A great artistic achievement
16 April 2006 | by See all my reviews

Bernardo Bertolucci's "The Last Emperor" is a monumental, perfect film, and stands as one of the great artistic achievements in any artistic medium.

Told in a complicated flashback/ flash-forward style, it's the story of Pu Yi (born 1906) who was the last absolute monarch of China. During his lifetime he falls from the Lord of Ten Thousand Years, the emperor/God of billions of Chinese, to an anonymous peasant worker in communist China.

Pu Yi was the child emperor from 1908 until the Chinese revolution in 1911 when he had to abdicate. He was allowed to remain in the Forbidden City but was stripped of his power by the communists. He was expelled from the city in 1924 by a warlord. In 1932, Puyi was installed by the Japanese as the ruler of Manchukuo, a puppet state of Imperial Japan. At the end of World War II, Pu yi was captured by the Soviet Red Army and turned over to the Chinese communists. Considered a traitor, he spent ten years in a reeducation camp until he was declared reformed. He voiced his support for the Communists and worked at the Beijing Botanical Gardens.

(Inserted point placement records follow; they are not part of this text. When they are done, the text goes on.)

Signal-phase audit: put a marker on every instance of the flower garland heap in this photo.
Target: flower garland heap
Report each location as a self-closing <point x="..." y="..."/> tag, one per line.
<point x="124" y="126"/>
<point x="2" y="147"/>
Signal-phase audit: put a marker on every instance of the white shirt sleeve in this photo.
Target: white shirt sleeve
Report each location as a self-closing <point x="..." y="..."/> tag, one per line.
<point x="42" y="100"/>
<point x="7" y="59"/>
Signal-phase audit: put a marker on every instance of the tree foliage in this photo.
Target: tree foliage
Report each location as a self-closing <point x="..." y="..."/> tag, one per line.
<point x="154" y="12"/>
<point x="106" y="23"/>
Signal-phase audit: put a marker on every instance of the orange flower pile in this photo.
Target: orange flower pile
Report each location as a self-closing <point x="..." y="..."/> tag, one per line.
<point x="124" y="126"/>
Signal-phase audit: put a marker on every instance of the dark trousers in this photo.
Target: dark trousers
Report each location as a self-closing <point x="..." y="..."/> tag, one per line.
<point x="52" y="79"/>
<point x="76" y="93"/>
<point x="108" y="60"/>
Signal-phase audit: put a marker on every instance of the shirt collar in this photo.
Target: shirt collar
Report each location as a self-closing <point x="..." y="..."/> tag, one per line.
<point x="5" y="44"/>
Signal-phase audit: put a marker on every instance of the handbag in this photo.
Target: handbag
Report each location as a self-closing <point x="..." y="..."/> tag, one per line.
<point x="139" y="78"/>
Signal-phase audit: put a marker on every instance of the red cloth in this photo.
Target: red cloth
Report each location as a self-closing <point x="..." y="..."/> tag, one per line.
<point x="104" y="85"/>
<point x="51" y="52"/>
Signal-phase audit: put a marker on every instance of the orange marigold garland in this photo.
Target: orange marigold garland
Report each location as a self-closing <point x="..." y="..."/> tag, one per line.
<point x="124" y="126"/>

This film vividly portrays the change from the imperial and religious traditions of ancient China to the godless totalitarianism of modern communist China, so the film is, on one level, the story of China's revolutionary transition from imperialism to communism.

Visually the film is stunning especially the scenes in the Forbidden City. It was the first film to receive permission to film in the Forbidden City.

The film can be enjoyed on the first viewing but really demands more than one viewing and some knowledge of history. In this respect it resembles Akira Kurasawa's masterpiece "The Seven Samurai.

The cast includes John Lone as emperor Pu Yi, Joan Chen, and Peter O'Toole.

The film won 9 Oscars including best director and best film. A must see on DVD widescreen or in the theater.